"Now you are just throwing darts," screams a man across the room.
"You are a slave to the Pac-10. It's going to do you in," howls another.
"Don't screw it up like you have your life," threatens a third.
The scene unfolding is what passes for good-natured banter during a fantasy football draft. The draft itself is equal parts party, fraternal hazing, guesswork and, for people who take it more seriously than others, the culmination of weeks—if not months—of meticulous research.
Earlier this month, 12 friends gathered in west Ketchum, including three via the Internet with one making picks from Hong Kong. Despite the international flavor, the scene could have been Anywhere, U.S.A., as the men gathered to choose their fantasy teams for the upcoming NFL season.
(It's worth noting that when asked why no women were participating, league Commissioner Shannon Flavin said, "no woman has actually been interested in being here.")
While the men's wives and girlfriends left to see the flick "Eat, Pray, Love," the men staged their own drama, replete with head-banging, howls of desperation and love lost. If you want to see a grown man cry, watch as his coveted pick goes to someone else. It's akin to the bitterness and loss that Packers fans must feel watching Brett Favre in a Vikings jersey.
"You're thinking about him the round before and someone picks him—well, it's a bummer," said competitor Matt Hayes.
Numbers vary on how many people actually play fantasy football, but the Fantasy Sports Trade Association estimates that 30 million people in the United States and Canada have created teams, a 54 percent increase from two years ago. Despite the term "fantasy," it is not Monopoly money getting tossed around. MSNBC reports that $60 million dollars will change hands during a typical fantasy season.
The Ketchum crew, known as the Big C League, is as cutting edge as a dull axe blade, however. While some money is wagered, it's not going to make or break anyone, and Thatcher Marsted said the most time he devotes to following his team is 15 minutes a week.
"About as much time as you would spend on Facebook," he said.
But Marsted would be considered a dabbler to most participants. The Internet is rife with stories of men losing jobs, wives and families over a slavish devotion to the game.
Bloomberg recently published an article about a man named Mark St. Amant of Farmington, Conn., who quit his six-figure job at an advertising agency for the chance to win a $700 prize.
St. Amant was quoted as saying, "I came close a few times, but it was an always-a-bridesmaid thing. I realized this job was draining my time and preventing me from winning."

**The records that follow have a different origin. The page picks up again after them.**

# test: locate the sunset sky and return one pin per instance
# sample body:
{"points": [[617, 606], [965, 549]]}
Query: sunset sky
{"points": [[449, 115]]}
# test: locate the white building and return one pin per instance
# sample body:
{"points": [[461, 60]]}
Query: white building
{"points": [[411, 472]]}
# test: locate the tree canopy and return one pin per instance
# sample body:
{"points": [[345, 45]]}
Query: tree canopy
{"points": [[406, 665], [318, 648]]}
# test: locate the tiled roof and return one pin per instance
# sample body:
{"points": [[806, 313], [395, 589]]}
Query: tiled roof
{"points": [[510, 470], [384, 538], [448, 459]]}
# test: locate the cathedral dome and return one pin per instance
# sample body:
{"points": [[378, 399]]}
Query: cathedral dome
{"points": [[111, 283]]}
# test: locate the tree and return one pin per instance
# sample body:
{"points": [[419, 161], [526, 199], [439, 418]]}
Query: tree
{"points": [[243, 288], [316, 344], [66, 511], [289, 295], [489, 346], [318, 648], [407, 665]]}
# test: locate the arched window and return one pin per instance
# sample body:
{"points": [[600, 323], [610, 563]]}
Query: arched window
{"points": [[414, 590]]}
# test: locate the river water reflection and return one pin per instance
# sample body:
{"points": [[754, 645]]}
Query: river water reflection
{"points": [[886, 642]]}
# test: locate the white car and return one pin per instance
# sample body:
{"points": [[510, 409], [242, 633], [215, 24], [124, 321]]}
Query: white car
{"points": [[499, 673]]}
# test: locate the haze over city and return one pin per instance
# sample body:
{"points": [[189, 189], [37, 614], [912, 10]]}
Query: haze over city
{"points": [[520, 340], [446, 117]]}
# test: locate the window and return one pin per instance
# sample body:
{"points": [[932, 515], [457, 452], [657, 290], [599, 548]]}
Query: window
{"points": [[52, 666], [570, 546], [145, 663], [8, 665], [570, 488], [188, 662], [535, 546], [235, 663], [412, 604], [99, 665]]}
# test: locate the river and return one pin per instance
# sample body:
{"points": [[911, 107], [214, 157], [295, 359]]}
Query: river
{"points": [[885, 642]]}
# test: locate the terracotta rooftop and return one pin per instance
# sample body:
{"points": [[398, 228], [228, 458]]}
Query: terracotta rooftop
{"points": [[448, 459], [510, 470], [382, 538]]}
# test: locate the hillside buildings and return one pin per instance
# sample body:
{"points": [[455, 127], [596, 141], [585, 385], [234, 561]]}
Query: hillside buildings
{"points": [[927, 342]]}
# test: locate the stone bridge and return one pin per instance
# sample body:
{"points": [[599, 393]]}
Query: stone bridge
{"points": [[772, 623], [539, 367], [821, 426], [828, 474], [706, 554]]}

While extremists are more fun to read about than live with, it seems like the men of the Big C League are more in line with 61.9 percent of respondents to a survey conducted by the Fantasy Sports Trade Association in which they cited "something to play with my friends" as one of the reasons they play fantasy football.
"I just like everyone getting together and hanging out with my good friends," said Doug Oplt, who has been part of the league for six years. "I don't take it that seriously."
Apparently. When asked what his strategy for the draft is, Oplt said, "I just wing it. But I have never won, so I don't consider it effective."
Not the same approach for Flavin, who has won the league title three out of five years, and researches his potential picks with the intensity of football analyst Mel Kiper blow-drying his hair.
"It's very competitive for Shannon," Oplt said. "The rest of us just have a good time."
Flavin, a die-hard Detroit Lions fan, compiles his own draft list by position instead of relying on the computer-generated list put out by sports websites.
"Everyone knows who the top 20 players are," he said. "The first round is pretty predictable. Things don't get interesting until the later rounds. It's the sleeper pick that no one knows about that often generates a lot of points."
Leagues make up their own rules and regulations, but most follow a standard of drafting a slate of offensive players, including quarterbacks, running backs, wide receivers, tight ends and kickers. Also picked are two team defenses. Points are amassed for different plays made by the individual professional players in their real NFL games. Touchdowns, field goals, plays that gain a certain amount of yardage and receptions made by the pro players all gain specific numbers of points for the fantasy team.
The Big C League is divided into three four-team divisions. Teams play their division rivals twice and other teams once during the season. The eight squads with the most wins meet in the playoffs and the final two in the championship, which culminates before the 16-game NFL season is over.
"Typically, there are only four teams that are very good," Flavin said. "And most teams aren't worth anything come playoff time. But these guys are getting better."
The camaraderie in the Big C League carries through all year long. Most of the men play coed softball together, ski and mountain bike, but fantasy football offers another opportunity for male bonding.
"It's a way to stay connected all year long," player Lenny Joseph said.
So on any given Sunday, the general managers of the Noonans, Cheddars (from Wisconsin, of course), Sick Birds, Hazed and Confused, Slender Tender, Sweep the Leg and the Hustlers can be found sharing couch space, camaraderie and a real live connection from playing fantasy football.